M. Gilles Savary, rapporteur pour avis. Pour tenir compte de la nouvelle organisation de la direction de la SNCF prévue dans le projet de loi n° 1468 portant réforme ferroviaire, la proposition qui vous est soumise pour avis tend à compléter le tableau annexé à la loi organique du 23 juillet 2010 relative à l'application du cinquième alinéa de l'article 13 de la Constitution, pour inclure dans la liste des personnalités ainsi nommées le président du conseil de surveillance, le président et le vice-président du directoire de la SNCF.
M. Martial Saddier. N’étant pas d’accord avec le projet de loi portant réforme ferroviaire, je ne peux souscrire à la proposition de loi organique. Mais je comprends le souci de cohérence qui la sous-tend.
Il est indiqué, à l’article 2, que la loi organique entrera en vigueur le 1er décembre 2014 ; quand notre commission sera-t-elle appelée à se prononcer sur ces nominations ? Par ailleurs, quelle serait, selon le Gouvernement, la personnalité apte à exercer les fonctions de président du conseil de surveillance de la SNCF dans sa nouvelle configuration ?
M. le rapporteur pour avis. Il est prévu à l’article 9 du projet de loi portant réforme ferroviaire que le nouvel établissement public SNCF issu de la loi sera créé le 1er décembre 2014. Nous auditionnerons donc les personnalités dont la nomination sera proposée, probablement à l’hiver ou au printemps 2015.
M. Frédéric Cuvillier, secrétaire d’État chargé des transports, de la mer et de la pêche. Ce serait une forme d’irrespect du Gouvernement à l’égard du Parlement, qui ne s’est pas encore prononcé sur le projet de loi portant réforme ferroviaire, que d’avancer maintenant le nom d’une personnalité considérée apte à remplir les fonctions de président du conseil de surveillance de la future SNCF. Pour autant, bien entendu, nous y réfléchissons.
Article 1er
(tableau annexé à la loi organique n° 2010-837 du 23 juillet 2010 relative à l’application du cinquième alinéa de l’article 13 de la Constitution)

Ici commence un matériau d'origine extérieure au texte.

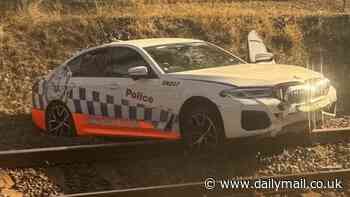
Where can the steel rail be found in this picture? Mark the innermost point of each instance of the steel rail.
(142, 149)
(198, 188)
(83, 153)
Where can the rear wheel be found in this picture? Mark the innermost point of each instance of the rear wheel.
(201, 127)
(59, 120)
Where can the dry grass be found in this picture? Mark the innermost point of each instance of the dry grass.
(35, 38)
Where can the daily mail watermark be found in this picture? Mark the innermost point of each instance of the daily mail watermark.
(271, 184)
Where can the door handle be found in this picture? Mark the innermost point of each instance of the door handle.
(113, 86)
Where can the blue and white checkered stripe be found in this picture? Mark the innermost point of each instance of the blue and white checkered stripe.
(93, 102)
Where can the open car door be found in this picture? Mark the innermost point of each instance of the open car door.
(257, 50)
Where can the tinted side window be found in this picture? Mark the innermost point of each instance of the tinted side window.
(122, 59)
(90, 64)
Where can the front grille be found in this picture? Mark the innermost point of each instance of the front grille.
(303, 92)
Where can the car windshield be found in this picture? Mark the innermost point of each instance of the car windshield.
(190, 56)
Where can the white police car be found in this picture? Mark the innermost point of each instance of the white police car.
(173, 88)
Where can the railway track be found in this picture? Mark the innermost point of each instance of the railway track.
(146, 149)
(198, 188)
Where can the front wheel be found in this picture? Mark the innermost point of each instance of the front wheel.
(202, 128)
(59, 120)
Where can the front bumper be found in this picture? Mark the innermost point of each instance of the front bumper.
(282, 117)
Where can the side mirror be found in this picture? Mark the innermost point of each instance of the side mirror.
(264, 57)
(138, 72)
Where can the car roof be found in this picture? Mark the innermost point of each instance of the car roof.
(142, 43)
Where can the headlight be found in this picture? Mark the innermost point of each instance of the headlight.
(247, 92)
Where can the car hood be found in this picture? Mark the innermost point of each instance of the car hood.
(250, 74)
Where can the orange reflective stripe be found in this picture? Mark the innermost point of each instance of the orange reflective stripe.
(38, 117)
(88, 125)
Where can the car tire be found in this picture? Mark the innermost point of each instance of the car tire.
(202, 128)
(59, 120)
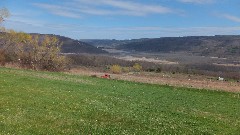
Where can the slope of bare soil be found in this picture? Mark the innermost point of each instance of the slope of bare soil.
(179, 80)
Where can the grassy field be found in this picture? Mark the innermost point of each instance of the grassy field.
(57, 103)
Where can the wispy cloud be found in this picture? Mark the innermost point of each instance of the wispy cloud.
(231, 17)
(197, 1)
(58, 10)
(76, 8)
(78, 31)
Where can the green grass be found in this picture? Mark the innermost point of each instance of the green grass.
(56, 103)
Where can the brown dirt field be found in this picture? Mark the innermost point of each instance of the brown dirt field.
(179, 80)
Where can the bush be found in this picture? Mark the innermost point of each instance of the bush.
(126, 69)
(116, 69)
(137, 67)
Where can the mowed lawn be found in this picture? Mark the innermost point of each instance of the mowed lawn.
(57, 103)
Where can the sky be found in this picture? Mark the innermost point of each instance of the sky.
(124, 19)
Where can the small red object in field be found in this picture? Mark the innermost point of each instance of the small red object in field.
(107, 76)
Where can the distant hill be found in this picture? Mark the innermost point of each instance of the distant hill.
(110, 43)
(218, 46)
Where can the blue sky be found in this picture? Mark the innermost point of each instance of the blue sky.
(124, 19)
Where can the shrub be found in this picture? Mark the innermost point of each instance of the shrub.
(137, 67)
(126, 69)
(116, 69)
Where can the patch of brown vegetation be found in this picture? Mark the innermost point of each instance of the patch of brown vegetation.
(179, 80)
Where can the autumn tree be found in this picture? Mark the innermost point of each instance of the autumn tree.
(30, 51)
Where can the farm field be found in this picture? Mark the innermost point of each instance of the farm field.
(58, 103)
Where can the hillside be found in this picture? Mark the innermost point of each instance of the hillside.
(73, 46)
(219, 46)
(110, 43)
(58, 103)
(76, 46)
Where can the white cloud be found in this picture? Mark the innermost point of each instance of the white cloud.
(58, 10)
(231, 17)
(197, 1)
(75, 8)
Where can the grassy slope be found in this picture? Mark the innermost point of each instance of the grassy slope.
(56, 103)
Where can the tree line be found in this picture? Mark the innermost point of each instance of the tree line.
(29, 51)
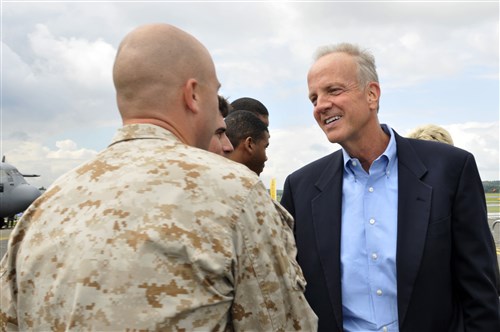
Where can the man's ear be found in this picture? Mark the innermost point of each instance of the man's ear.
(191, 97)
(373, 93)
(248, 144)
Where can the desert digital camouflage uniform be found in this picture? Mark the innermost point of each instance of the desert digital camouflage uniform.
(153, 234)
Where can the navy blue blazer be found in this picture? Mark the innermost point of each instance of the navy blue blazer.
(445, 259)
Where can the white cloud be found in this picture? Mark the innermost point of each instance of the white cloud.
(34, 158)
(79, 60)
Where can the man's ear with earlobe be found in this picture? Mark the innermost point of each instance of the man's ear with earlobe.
(373, 93)
(191, 98)
(248, 143)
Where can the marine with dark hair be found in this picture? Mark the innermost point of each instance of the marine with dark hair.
(252, 105)
(220, 143)
(250, 139)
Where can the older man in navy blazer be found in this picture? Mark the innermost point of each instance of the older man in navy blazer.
(392, 233)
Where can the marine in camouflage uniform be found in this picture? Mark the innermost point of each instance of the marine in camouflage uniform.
(153, 234)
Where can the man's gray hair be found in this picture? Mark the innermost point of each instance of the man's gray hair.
(367, 71)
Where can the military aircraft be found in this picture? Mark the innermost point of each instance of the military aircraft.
(15, 193)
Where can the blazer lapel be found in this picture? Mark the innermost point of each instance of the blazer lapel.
(326, 215)
(414, 203)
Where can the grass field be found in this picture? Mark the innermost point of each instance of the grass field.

Avis public des commissions parlementaires sur la nomination des dirigeants de la nouvelle SNCF
L’article 1er de la proposition de loi modifie le tableau annexé à la loi organique n° 2010-837 du 23 juillet 2010, relative à l’application du cinquième alinéa de l’article 13 de la Constitution, afin de tenir compte des conséquences de la réforme ferroviaire actuellement débattue par l’Assemblée nationale.
L’avis public des commissions parlementaires préalable aux nominations par le Président de la République des présidents de la Société nationale des chemins de fer français et de Réseau ferré de France est remplacé par un avis public sur les nominations du président et du vice-président du directoire du nouvel EPIC « La SNCF », qui exerceront, après la réforme, des fonctions similaires. Un troisième avis public est inséré sur la nomination du président du conseil de surveillance, qui est appelé à exercer des fonctions exécutives en cas de désaccord entre les membres du directoire.
Ce dispositif organique est complété par l’article 9 bis du projet de loi de réforme ferroviaire, introduit par la commission du développement durable lors de son examen du 28 mai 2014, qui dispose que les commissions parlementaires compétentes sont celles chargées des transports.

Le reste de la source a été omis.